I have a number of rows and columns defined. I have a StackPanel created and I've told the StackPanel to go in Column number 2. StackPanels are optimized for layering items in a stack, in this case it's stacking them from top to bottom. I can control the sizes of my columns or rows. There is a Width property and a Height property available in the RowDefinition and ColumnDefinition elements. I'll show you an example. I'll go to ControllingSizes.xaml and I'll scroll down again to my ColumnDefinitions section.
There are three different sizes available. Currently I am using what's called the Star Size. I can use a Fix Size by typing a hard coded number and you can see that my first column is now 120 pixels, now its 12 pixels. I can also use the Auto size where it sizes to the content, in this case, it's sizing to the width of the three buttons that are in size column one. And the last size setting is the Star Size setting. Star sizing is similar to a proportional size.
Let me show you what I mean. I'll type in 2 star here, and 2 star for the second one, and for the third column, I will type in 6 star. You can think of this as 20% of their size for the first column, 20% of the size for the second column and 60% of the size for the third column. The other way of setting the size in Visual Studio is to hover your mouse over this bar at the top. It's very subtle but there are three translucent buttons up there.
If I mouse up above that bar, I can now change this to Fixed, Star or Auto. Here is another example of Auto sizing a column. I have got this second column and it is currently in a Fixed size, it's 100 pixels in width. And as you can see when I click on some of these shapes, they are wider than 100 pixels. So if I change this to Auto size, the column sizes to whatever the largest item is. For my last demo, I would like to show you the Grid Splitter.

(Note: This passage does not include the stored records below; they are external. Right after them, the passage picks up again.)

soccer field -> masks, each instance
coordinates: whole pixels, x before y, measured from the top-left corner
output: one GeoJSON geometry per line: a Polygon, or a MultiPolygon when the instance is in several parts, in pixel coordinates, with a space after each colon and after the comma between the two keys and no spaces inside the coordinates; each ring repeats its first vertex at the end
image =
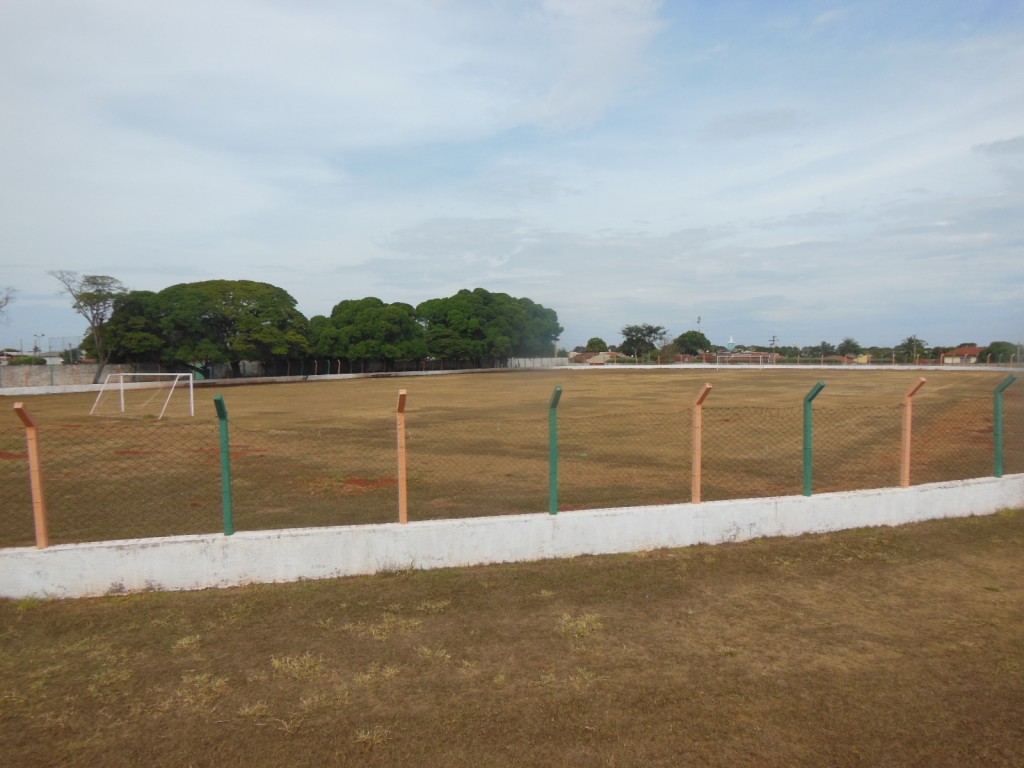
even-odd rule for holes
{"type": "MultiPolygon", "coordinates": [[[[217,385],[197,416],[90,417],[91,393],[22,398],[39,425],[53,542],[208,532],[222,526],[213,398],[229,418],[239,529],[397,519],[396,406],[408,392],[410,519],[545,512],[550,404],[559,508],[686,502],[693,403],[703,402],[703,500],[803,489],[804,398],[815,493],[897,485],[904,395],[913,483],[992,473],[992,371],[559,370],[217,385]]],[[[1024,385],[1006,393],[1007,472],[1024,471],[1024,385]]],[[[0,398],[0,406],[13,398],[0,398]]],[[[25,437],[0,433],[0,543],[31,544],[25,437]]]]}

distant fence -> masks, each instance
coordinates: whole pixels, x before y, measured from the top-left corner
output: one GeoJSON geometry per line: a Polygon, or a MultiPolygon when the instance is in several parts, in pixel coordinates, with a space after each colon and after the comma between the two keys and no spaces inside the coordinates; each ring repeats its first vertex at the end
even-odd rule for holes
{"type": "MultiPolygon", "coordinates": [[[[468,364],[467,364],[468,366],[468,364]]],[[[513,357],[508,360],[507,368],[550,369],[568,366],[567,357],[513,357]]],[[[0,366],[0,390],[22,389],[25,387],[79,387],[93,383],[96,370],[99,367],[90,362],[58,366],[0,366]]],[[[316,358],[307,360],[284,361],[275,365],[255,361],[242,362],[238,377],[230,366],[216,365],[210,371],[210,378],[215,380],[231,378],[263,378],[263,377],[310,377],[339,376],[377,373],[416,373],[465,370],[443,360],[408,360],[385,365],[380,361],[351,361],[334,358],[316,358]]],[[[103,376],[117,373],[173,373],[166,367],[156,364],[145,365],[112,365],[103,367],[103,376]]]]}
{"type": "MultiPolygon", "coordinates": [[[[665,505],[1024,472],[1024,387],[885,406],[714,403],[543,418],[396,408],[357,427],[0,425],[0,546],[665,505]],[[714,404],[714,407],[710,407],[714,404]]],[[[817,391],[820,391],[819,385],[817,391]]],[[[565,413],[563,413],[565,412],[565,413]]]]}

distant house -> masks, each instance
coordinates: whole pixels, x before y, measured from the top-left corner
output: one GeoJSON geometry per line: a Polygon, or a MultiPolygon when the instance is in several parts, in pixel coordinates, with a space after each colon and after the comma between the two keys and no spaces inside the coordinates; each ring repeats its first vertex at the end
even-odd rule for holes
{"type": "Polygon", "coordinates": [[[569,362],[586,364],[588,366],[603,366],[607,362],[623,362],[632,360],[628,354],[620,352],[569,352],[569,362]]]}
{"type": "Polygon", "coordinates": [[[946,366],[973,365],[978,361],[984,347],[956,347],[944,352],[942,362],[946,366]]]}

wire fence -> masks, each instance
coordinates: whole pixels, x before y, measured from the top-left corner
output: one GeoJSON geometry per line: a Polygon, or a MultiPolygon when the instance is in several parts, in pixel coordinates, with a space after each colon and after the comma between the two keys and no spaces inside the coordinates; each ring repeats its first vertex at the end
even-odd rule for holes
{"type": "MultiPolygon", "coordinates": [[[[897,486],[904,450],[912,484],[993,474],[992,397],[914,403],[909,444],[904,409],[819,406],[808,430],[799,401],[709,407],[699,439],[700,500],[798,495],[808,492],[808,477],[816,494],[897,486]]],[[[551,421],[540,414],[411,412],[409,518],[691,500],[691,409],[593,416],[563,408],[556,416],[553,442],[551,421]]],[[[1007,390],[1001,416],[1002,471],[1024,472],[1024,387],[1007,390]]],[[[38,444],[51,544],[226,530],[226,504],[237,530],[397,519],[394,413],[346,427],[260,429],[232,420],[226,443],[212,418],[93,419],[41,424],[38,444]]],[[[16,422],[0,427],[0,546],[36,541],[29,465],[26,430],[16,422]]]]}

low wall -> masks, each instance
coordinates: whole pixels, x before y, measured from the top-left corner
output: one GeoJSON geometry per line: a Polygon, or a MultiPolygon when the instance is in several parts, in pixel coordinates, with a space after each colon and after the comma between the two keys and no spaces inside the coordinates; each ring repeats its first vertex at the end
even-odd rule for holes
{"type": "Polygon", "coordinates": [[[0,549],[0,595],[197,590],[899,525],[1024,506],[1024,474],[652,507],[0,549]]]}

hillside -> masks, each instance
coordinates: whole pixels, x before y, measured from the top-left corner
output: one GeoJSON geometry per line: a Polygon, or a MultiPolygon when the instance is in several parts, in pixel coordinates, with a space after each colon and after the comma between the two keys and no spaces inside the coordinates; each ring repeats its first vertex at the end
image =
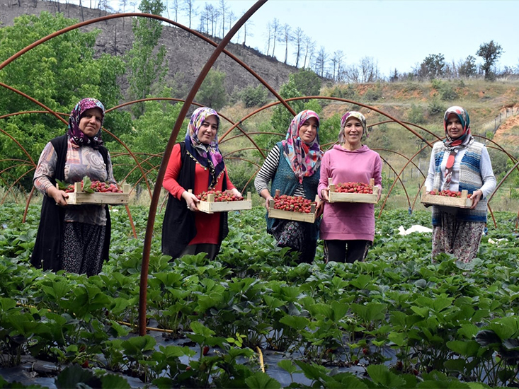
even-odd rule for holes
{"type": "MultiPolygon", "coordinates": [[[[39,15],[44,11],[51,13],[58,12],[57,3],[53,1],[20,0],[14,4],[10,3],[8,0],[4,0],[0,4],[0,26],[12,25],[13,19],[23,14],[39,15]]],[[[83,7],[81,11],[81,7],[72,4],[60,4],[59,11],[65,17],[75,18],[79,21],[105,16],[105,13],[98,9],[83,7]]],[[[130,18],[112,19],[82,28],[85,30],[91,30],[93,28],[101,30],[96,45],[98,54],[105,52],[122,55],[132,47],[133,34],[130,18]]],[[[217,40],[217,43],[219,41],[217,40]]],[[[169,25],[164,27],[159,44],[164,45],[166,48],[169,67],[167,82],[173,86],[191,86],[214,51],[214,47],[209,43],[181,28],[169,25]]],[[[246,46],[229,43],[227,49],[275,90],[287,81],[290,74],[297,71],[294,66],[285,65],[246,46]]],[[[214,67],[227,74],[225,86],[229,93],[248,85],[256,86],[258,84],[256,78],[224,54],[220,56],[214,67]]],[[[122,87],[123,89],[125,87],[124,83],[122,87]]],[[[180,95],[185,95],[187,91],[181,92],[183,93],[180,93],[180,95]]]]}

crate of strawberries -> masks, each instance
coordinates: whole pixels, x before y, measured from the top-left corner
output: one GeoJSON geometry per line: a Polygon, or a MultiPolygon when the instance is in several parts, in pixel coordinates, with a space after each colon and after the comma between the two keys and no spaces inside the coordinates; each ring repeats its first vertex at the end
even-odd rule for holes
{"type": "Polygon", "coordinates": [[[318,200],[316,196],[312,202],[300,196],[280,195],[280,191],[276,190],[274,198],[268,202],[268,217],[314,223],[318,200]]]}
{"type": "Polygon", "coordinates": [[[467,190],[456,192],[454,190],[431,190],[428,193],[425,191],[420,200],[424,205],[443,205],[444,207],[455,207],[457,208],[470,208],[472,207],[471,194],[467,190]]]}
{"type": "Polygon", "coordinates": [[[333,184],[331,178],[328,179],[330,192],[328,200],[330,202],[364,202],[377,204],[379,187],[375,185],[375,180],[369,184],[363,182],[340,182],[333,184]]]}
{"type": "Polygon", "coordinates": [[[128,184],[123,185],[121,190],[115,184],[91,181],[87,176],[74,184],[57,180],[56,187],[68,194],[67,204],[69,205],[127,205],[130,198],[130,186],[128,184]]]}
{"type": "Polygon", "coordinates": [[[200,200],[198,210],[206,214],[252,209],[250,192],[247,192],[247,199],[237,197],[228,190],[222,192],[212,190],[198,194],[197,198],[200,200]]]}

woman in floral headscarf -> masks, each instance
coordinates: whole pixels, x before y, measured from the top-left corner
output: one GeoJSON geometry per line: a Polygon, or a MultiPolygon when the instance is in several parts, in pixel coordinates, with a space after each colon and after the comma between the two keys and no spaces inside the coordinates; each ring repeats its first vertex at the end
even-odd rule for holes
{"type": "Polygon", "coordinates": [[[108,206],[67,205],[69,195],[56,187],[57,180],[72,184],[84,176],[116,183],[101,139],[104,116],[101,101],[84,98],[70,114],[67,134],[47,144],[40,156],[33,182],[44,197],[31,257],[38,267],[91,276],[108,260],[108,206]]]}
{"type": "Polygon", "coordinates": [[[486,223],[486,198],[496,188],[496,178],[486,147],[470,133],[464,108],[447,109],[443,128],[445,139],[433,147],[426,190],[467,190],[473,202],[470,209],[433,207],[432,257],[448,252],[468,263],[477,255],[486,223]]]}
{"type": "MultiPolygon", "coordinates": [[[[266,207],[276,190],[281,194],[315,199],[323,155],[319,126],[316,112],[308,110],[300,112],[292,120],[285,139],[276,144],[269,153],[254,180],[266,207]]],[[[319,204],[318,214],[321,207],[319,204]]],[[[319,223],[319,219],[311,224],[267,217],[267,231],[275,238],[278,246],[298,252],[299,262],[310,263],[315,256],[319,223]]]]}
{"type": "Polygon", "coordinates": [[[219,127],[215,110],[198,108],[184,141],[173,146],[169,158],[162,183],[169,192],[162,224],[162,252],[173,258],[205,252],[213,260],[227,235],[227,213],[200,212],[195,194],[208,190],[229,190],[242,197],[229,179],[218,148],[219,127]]]}
{"type": "MultiPolygon", "coordinates": [[[[367,137],[366,119],[360,112],[346,112],[341,120],[338,143],[324,153],[319,194],[324,204],[321,238],[326,261],[363,260],[375,238],[375,205],[367,203],[329,203],[328,179],[367,184],[371,178],[382,190],[382,160],[363,141],[367,137]]],[[[379,198],[380,190],[379,190],[379,198]]]]}

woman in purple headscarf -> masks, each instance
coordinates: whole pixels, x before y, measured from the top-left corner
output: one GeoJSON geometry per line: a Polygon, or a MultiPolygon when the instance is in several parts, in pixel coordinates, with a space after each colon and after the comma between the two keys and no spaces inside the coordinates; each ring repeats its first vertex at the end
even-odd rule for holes
{"type": "Polygon", "coordinates": [[[445,139],[436,142],[429,163],[426,190],[449,190],[471,194],[470,209],[433,206],[433,259],[440,252],[472,261],[486,223],[486,199],[496,189],[489,151],[474,141],[464,108],[450,107],[443,115],[445,139]]]}
{"type": "Polygon", "coordinates": [[[101,139],[104,115],[101,101],[84,98],[70,114],[67,134],[52,139],[40,156],[33,183],[44,197],[30,260],[37,267],[91,276],[108,260],[108,206],[67,205],[69,195],[56,187],[57,180],[72,184],[84,176],[116,183],[101,139]]]}
{"type": "Polygon", "coordinates": [[[219,127],[215,110],[198,108],[191,115],[186,138],[173,146],[169,157],[162,182],[169,192],[162,223],[162,252],[172,258],[205,252],[214,260],[227,235],[227,212],[199,211],[195,194],[208,190],[229,190],[242,197],[229,179],[218,147],[219,127]]]}

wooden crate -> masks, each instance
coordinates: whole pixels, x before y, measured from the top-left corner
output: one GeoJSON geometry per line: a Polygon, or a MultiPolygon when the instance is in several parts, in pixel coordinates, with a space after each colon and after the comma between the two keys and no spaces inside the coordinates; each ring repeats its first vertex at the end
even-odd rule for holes
{"type": "Polygon", "coordinates": [[[375,185],[375,180],[370,180],[370,185],[373,187],[373,193],[340,193],[335,191],[335,185],[332,184],[331,178],[328,179],[330,192],[328,192],[329,202],[363,202],[377,204],[379,187],[375,185]]]}
{"type": "MultiPolygon", "coordinates": [[[[56,185],[57,186],[57,184],[56,185]]],[[[129,184],[122,185],[122,193],[88,193],[81,190],[81,183],[74,184],[74,192],[67,193],[69,198],[67,204],[69,205],[127,205],[130,199],[131,187],[129,184]]]]}
{"type": "Polygon", "coordinates": [[[424,205],[443,205],[443,207],[455,207],[456,208],[470,208],[472,207],[472,199],[467,197],[469,192],[462,190],[461,197],[449,197],[438,194],[426,194],[425,187],[420,200],[424,205]]]}
{"type": "MultiPolygon", "coordinates": [[[[279,191],[276,190],[276,194],[279,196],[279,191]]],[[[315,197],[316,203],[319,201],[319,197],[315,197]]],[[[294,220],[296,221],[304,221],[305,223],[314,223],[316,219],[316,204],[312,204],[309,214],[303,214],[302,212],[292,212],[292,211],[282,211],[281,209],[274,209],[274,199],[270,199],[268,202],[268,217],[273,219],[284,219],[285,220],[294,220]]]]}
{"type": "Polygon", "coordinates": [[[200,202],[197,207],[198,210],[206,214],[214,214],[215,212],[227,212],[229,211],[244,211],[252,209],[252,199],[251,192],[247,192],[247,199],[236,202],[215,202],[215,194],[207,194],[207,202],[200,202]]]}

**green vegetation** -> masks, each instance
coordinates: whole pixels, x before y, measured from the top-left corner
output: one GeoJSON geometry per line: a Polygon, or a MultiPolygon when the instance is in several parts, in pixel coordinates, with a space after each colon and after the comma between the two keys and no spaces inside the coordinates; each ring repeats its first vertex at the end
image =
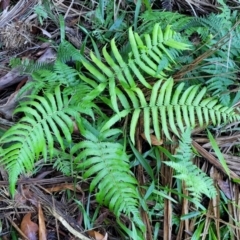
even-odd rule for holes
{"type": "MultiPolygon", "coordinates": [[[[100,2],[89,13],[95,30],[80,27],[86,34],[82,49],[62,35],[54,63],[12,61],[32,80],[20,91],[31,90],[15,110],[20,120],[0,139],[11,194],[19,175],[44,159],[89,183],[98,204],[114,213],[122,239],[146,239],[146,232],[159,239],[165,200],[173,206],[188,202],[188,213],[172,213],[171,224],[177,232],[181,220],[194,218],[192,239],[200,239],[208,208],[203,198],[220,196],[214,179],[193,163],[200,155],[191,133],[240,120],[234,107],[240,95],[230,92],[239,85],[238,11],[219,1],[221,13],[189,17],[153,11],[144,1],[146,10],[140,14],[136,5],[127,24],[124,12],[109,15],[113,1],[100,2]],[[145,182],[135,174],[138,167],[145,182]],[[171,169],[174,183],[162,179],[163,168],[171,169]]],[[[42,24],[47,13],[42,7],[38,12],[42,24]]],[[[227,201],[221,214],[229,211],[227,201]]],[[[230,239],[231,231],[209,222],[207,235],[230,239]]]]}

So I will open up UsingGridSplitter.xaml. I have three columns in this grid and currently I cannot size them dynamically at runtime. Run the application, click on the Grid Splitter button, and I'll move my mouse inside this area, and you see there is no change in the pointer. I will return back to my XAML, I'm going to uncomment at this section of code, Ctrl+K, Ctrl+U.So this adds two Grid Splitters and one has it's ShowPreview set to True and one does not.
Now you see when I hover over the edge of the column, I can resize that column. This is the ShowsPreview setting. I get this gray bar as I am dragging it and it's not until I let go of my mouse button that it resizes the column. The grid is an essential layout control. I use it in nearly every project that I create.